Dan Davis Invents Wacquetball

Denver resident Dan Davis had absolutely no idea what he was going to do for a project in Landmark Education’s Self-Expression and Leadership Program. Then his wife told him “You love racquetball. Do something with that.” A few months later, Davis had created America’s newest sport: Wacquetball. The invention of the sport was featured on ABC News:

Davis, who is 66 years old, didn’t grow up as a sports fanatic.

“I grew up on a cattle farm. I didn’t play any sports at all. Then about when I turned 45, I started to get out of shape, and I thought it was time to take up some kind of exercise. Lifting weights or jogging or playing other sports didn’t appeal to me. Then I saw racquetball. It seemed fun and easy, so I tried it out. Well, I was half right,” says Davis, laughing.

Davis worked hard at the game, and after a while he became good enough to be an instructor. He especially enjoys teaching young people — He coaches a number of young people who participate in the Racquetball Junior Nationals, which Colorardo did extremely well in last year. While watching young kids aged 4-6 struggle to play the game, it struck him: Why not do something that slows the game down and allows them to participate?

Wacquetball was born out of this question. It uses a “two bounce” rule so players have more time to get to the ball.
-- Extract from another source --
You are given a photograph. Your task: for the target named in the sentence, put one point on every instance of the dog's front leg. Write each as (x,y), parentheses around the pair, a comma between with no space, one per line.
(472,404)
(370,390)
But the truly unique aspect of the game is the ball which is made of foam and is larger than a traditional raquetball. It also bounces slower. The game has been received enthusiastically in racquetball clubs around Colorado. It has proven to be great for seniors, young kids, the handicapped or developmentally disabled or just new players starting to learn the game. Some players then move on to regular racquetball.

Davis has big plans for the sport. He has a contract with a major sporting goods company to get the balls made, and orders are flowing in fast. When he goes to the Junior Nationals in California this summer, he hopes to spread the word. He laments that in some places racquetball hasn’t been kept alive at the grass roots level and some clubs have closed. Having Wacquetball around will allow seniors to play during the day, while active working folk will continue to play regular racquetball in the mornings and evenings, thus allowing clubs to be more profitable and hopefully grow both sports.